Despite these recent successes, the struggle to promote gay rights is still ongoing. The day after Obama namechecked Stonewall, White House press secretary Jay Carney reminded reporters of the party line: Gay rights still remains a state issue in the eyes of the White House. Professor Héctor Carrillo, who teaches about sexuality in the Department of Sociology, pointed to a recent New York Times editorial as a reminder of the gap between Obama's rhetoric and his actions. "What remains to be seen," Carrillo said, "is how his administration will transform that position into practice."

Of course, for all its lack of major action, the White House is still supporting gay rights as best it can. Fenrich notes that while the White House does not want to be seen overstepping its bounds on what it considers a state issue, the Obama administration is still taking action quietly, supporting local movements and refusing to defend DOMA. That same refusal to defend DOMA has been an enormous boon to plaintiffs in several high-profile court cases which are trying to win the fight for gay rights through the courts.

But for all his talk and helpful inaction on gay rights, Obama has been silent on other LGBT issues. As Wichter said, “[Trans issues] are a whole separate set of policy and politics that hasn’t really been addressed as much by this administration.” Despite Biden’s statement last year that trans rights are the “civil rights issue of our time,” the Obama administration has yet to do much to publicly support trans rights, and that silence has not gone unnoticed.

Obama’s reticence is not the only political problem the LGBT community faces, either. On March 26, the Supreme Court will hear oral arguments for Hollingsworth v. Perry, a landmark case about the constitutionality of California’s controversial Proposition 8. The next day, they will do the same for United States v. Windsor, a case which questions whether or not the Defense of Marriage Act is constitutional.

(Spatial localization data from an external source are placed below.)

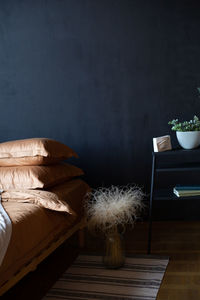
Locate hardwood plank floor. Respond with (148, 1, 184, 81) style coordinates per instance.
(126, 221, 200, 300)
(149, 222, 200, 300)
(83, 221, 200, 300)
(2, 221, 200, 299)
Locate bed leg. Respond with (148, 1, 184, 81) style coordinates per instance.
(78, 228, 85, 248)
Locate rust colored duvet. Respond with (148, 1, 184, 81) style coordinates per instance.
(0, 179, 89, 288)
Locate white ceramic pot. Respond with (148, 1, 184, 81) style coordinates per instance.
(176, 131, 200, 149)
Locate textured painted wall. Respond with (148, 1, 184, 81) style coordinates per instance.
(0, 0, 200, 203)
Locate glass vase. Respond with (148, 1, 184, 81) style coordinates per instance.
(103, 226, 125, 269)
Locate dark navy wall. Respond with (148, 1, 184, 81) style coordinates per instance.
(0, 0, 200, 198)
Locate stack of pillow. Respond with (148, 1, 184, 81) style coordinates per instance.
(0, 138, 85, 215)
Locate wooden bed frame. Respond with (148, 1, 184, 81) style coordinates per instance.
(0, 217, 86, 296)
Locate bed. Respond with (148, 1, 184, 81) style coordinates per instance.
(0, 178, 89, 296)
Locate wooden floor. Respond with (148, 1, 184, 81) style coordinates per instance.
(84, 221, 200, 300)
(130, 221, 200, 300)
(151, 221, 200, 300)
(2, 221, 200, 300)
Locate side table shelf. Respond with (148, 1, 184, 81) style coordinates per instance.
(148, 148, 200, 254)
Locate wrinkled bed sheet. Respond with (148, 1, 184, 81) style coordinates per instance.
(0, 199, 12, 266)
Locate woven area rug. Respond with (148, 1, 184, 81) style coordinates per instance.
(43, 254, 169, 300)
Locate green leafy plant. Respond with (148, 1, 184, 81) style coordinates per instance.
(168, 115, 200, 132)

In these cases, the Obama administration has a chance to promote gay rights without requiring too much executive action. Carrillo sees a historic opportunity for the administration here, saying, "The administration now has an opportunity to go beyond its rejection of the Defense of Marriage Act to forcefully argue for the constitutionality of same-sex marriage as a general framework that should inform state decisions on this issue." Certainly, if the Obama administration is willing to defend gay rights in these two cases, it has the potential to win some major victories without being seen as overstepping executive bounds.

On the other hand, the court could also invalidate years of work by the LGBT community. Of the nine Supreme Court justices currently on the bench, Scalia and Thomas have previously voted against striking down sodomy laws, and the first briefs seem designed to appeal to Kennedy, the most likely swing vote. Dr. Fenrich, though he does not want to make a prediction on the court case one way or another, noted that "a decision against same-sex marriage, at this point, would be a major setback in all sorts of ways." If gay marriage advocates lose here, they'll be forced to take their fight to the ground in all 50 states, and many of those are steep, uphill battles.

Wichter, at least, is optimistic. He said he views the march of gay rights as a tough struggle, but one in which victory is beginning to feel, if not inevitable, perhaps expected. “This election was a watershed moment,” he said. “That sort of action by the people of this country sends a message to politicians that now is the time. The tide is changing.”